GDPR is on its way.  The General Data Protection Regulation, GDPR, was passed by in April 2016 and it gets implemented on 25 May 2018.  There's a lot to it and but the bottom line is that Europe will now have the world's strongest data protection rules.

The GDPR directive gives control to European citizens, and residents, of their personal data.  The personal data can be anything that helps identify you including a person's name, a photo, an e-mail address, medical information, bank details, social media posts, and even computer data to include location data, an IP address, cookie data, and RFID tags.

Companies need to obtain informed consent from a person before collecting, storing, or using any personal data.  Any data collected must be minimised, accurate, portable, and secure.  An individual has the right to be forgotten which means that a company must delete personal data upon request and provide proof of deletion without any undue delay.  And in the case of a data breach, consumers must be notified within 72 hours.

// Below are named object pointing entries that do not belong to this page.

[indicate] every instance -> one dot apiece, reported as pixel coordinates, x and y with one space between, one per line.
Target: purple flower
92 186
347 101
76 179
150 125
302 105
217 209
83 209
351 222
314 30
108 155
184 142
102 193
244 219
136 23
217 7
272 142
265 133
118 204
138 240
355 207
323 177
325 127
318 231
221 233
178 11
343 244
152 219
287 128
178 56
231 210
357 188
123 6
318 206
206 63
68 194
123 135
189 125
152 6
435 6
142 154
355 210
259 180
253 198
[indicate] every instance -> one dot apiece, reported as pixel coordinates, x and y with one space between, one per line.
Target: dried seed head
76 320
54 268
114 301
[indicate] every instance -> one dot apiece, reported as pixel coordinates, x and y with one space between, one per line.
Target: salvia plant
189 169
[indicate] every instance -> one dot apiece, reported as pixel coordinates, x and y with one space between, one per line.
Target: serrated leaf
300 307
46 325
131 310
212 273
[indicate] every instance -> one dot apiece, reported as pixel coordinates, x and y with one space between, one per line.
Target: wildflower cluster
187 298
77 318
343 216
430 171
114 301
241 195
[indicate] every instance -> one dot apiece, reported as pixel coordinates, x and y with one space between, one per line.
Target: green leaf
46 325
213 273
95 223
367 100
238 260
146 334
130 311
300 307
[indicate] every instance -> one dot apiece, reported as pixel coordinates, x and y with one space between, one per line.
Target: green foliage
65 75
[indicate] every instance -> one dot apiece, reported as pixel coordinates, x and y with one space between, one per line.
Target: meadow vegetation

This pertains to all EU and EEA countries.  It also pertains to companies outside of Europe if the personal data leaves Europe.  So for example, although I am an American citizen, I am a European resident so my personal data falls under GDPR protection when I sign up for a random mailing list in the USA.

And it's not like business can just ignore the law.  Fines for not complying with GDPR can reach up to €20 million or 4% of a company's global annual turnover.  For every time they violate the directive.  Ouch!!

Here are a couple of short videos I found out on YouTube that talk about GDPR.

©CNN Money

©Wall Street Journal

Update:  If I don't use a VPN then I often get notifications on U.S. sites that their material isn't available to me in Europe.